Keep an eye on emerging world

The first decade of the 21st century has radically transformed the balance of economic and political power of the world. Amid thousands of reports, surveys, and studies, one trend is very clear – we are moving to a very different world -a world where the West is not going to be the center of world and the rest just following.
The center-periphery model is getting upside down. In 2009, for the first time in history, consumers in China bought more cars than the consumers in America.

Of course, before that emerging countries already replaced the West in manufacturing goods and products. China has become the manufacturing head quarter of the world – no more America, Germany or England.
Lately, some of the largest companies, manufacturing common household products have emerged from Asian countries.
They are challenging the brand name companies of the West. It is very likely, before the middle of this century, China and India will become the world’s largest and second largest economy.

With the ongoing recession many predict that the emerging world is not going to be just an observer of the world’s economic and global issues – they are insisting to become the party of agenda setters.
The World bank recently co-opted China as the third largest share holder after the USA and Japan.
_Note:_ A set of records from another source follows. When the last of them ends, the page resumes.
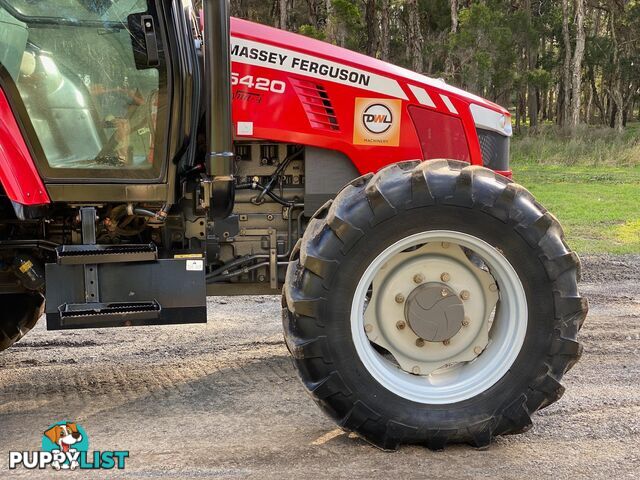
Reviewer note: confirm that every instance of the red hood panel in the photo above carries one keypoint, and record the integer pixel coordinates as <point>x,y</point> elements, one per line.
<point>294,89</point>
<point>318,49</point>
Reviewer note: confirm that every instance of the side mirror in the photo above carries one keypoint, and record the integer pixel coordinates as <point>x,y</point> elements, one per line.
<point>144,40</point>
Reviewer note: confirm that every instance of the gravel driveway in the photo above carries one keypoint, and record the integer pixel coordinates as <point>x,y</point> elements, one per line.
<point>222,400</point>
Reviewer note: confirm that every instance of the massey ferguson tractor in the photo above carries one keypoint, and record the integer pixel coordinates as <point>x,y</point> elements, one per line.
<point>146,164</point>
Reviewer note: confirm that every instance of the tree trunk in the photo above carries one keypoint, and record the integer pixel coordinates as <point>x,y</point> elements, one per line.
<point>314,13</point>
<point>576,74</point>
<point>331,26</point>
<point>454,16</point>
<point>566,67</point>
<point>284,14</point>
<point>384,30</point>
<point>371,21</point>
<point>415,39</point>
<point>531,60</point>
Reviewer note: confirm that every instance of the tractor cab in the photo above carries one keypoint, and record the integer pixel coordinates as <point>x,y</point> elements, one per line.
<point>427,298</point>
<point>103,91</point>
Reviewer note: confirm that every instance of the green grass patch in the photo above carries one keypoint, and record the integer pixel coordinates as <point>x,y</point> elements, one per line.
<point>596,198</point>
<point>599,146</point>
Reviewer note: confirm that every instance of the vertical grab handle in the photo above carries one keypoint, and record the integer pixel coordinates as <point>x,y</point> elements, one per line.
<point>151,42</point>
Chinese energy policy is almost a replica of the Western companies (that used to be). They are in a big time buying spree of oil interests in Africa, Asia and Latin America.
In the latest issue of the Economist magazine, the report indicated the emerging countries are becoming more innovative in business management practice.
It was mistakenly assumed that Asians companies can’t have better business models because they are not as creative as the West.
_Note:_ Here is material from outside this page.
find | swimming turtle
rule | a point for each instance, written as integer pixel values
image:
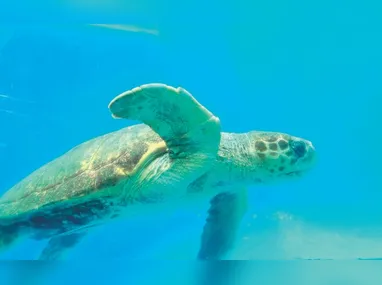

Of course, an essay in the Foreign Affairs indicated that some of the world-class academic and research institutions are being built in the emerging countries (China, India, South Korea, and Singapore), which in turn would challenge the Western domination in scholarship and research.
On the other hand, a recent survey showed that Generation Y will be less wealthy than their parents. Before that another report indicated that American children can expect to live shorter than their parents – for the first time in history.
Similar dismal reports exist in education, health care, energy and global warming. America’s stand is not as high as it used to be.
Why it happened? First, America is not working hard to maintain its leadership in the world, and Americans have become complacent and provincial in approaching social problems.

Second, the U.S. corporate giants have accumulated excessive power in setting America’s agenda. American people are not in charge – it’s the few on the top.
Third, the laws and regulations in America primarily geared towards the benefit of the corporate giants – their interest is served first before common people’s interest. Be it health care, financial regulation or whatever it is.
Fourth, the ideological battles between the conservatives and the liberals are blinding the American politicians in making pragmatic public policies. These are the main ironies of contemporary American.

There are lots of educated people in the United State but their hands are tight – laws of the land are stacked against common people (read middle class).
American corporate culture have engineered one of the largest wealth gap in this country’s history.
We need to reinvent our social contract and use our social capital for the benefit of all segments of the society. The world is moving forward.

Yes, emerging countries are progressing in breath-taking speed.
But we can be in the forefront as we had been in 1950s and 1960s. The East and the West can make the world better – we live in an undivided planet.

Dr. Ahmed is a professor of public administration in the Political Science Department at GSU.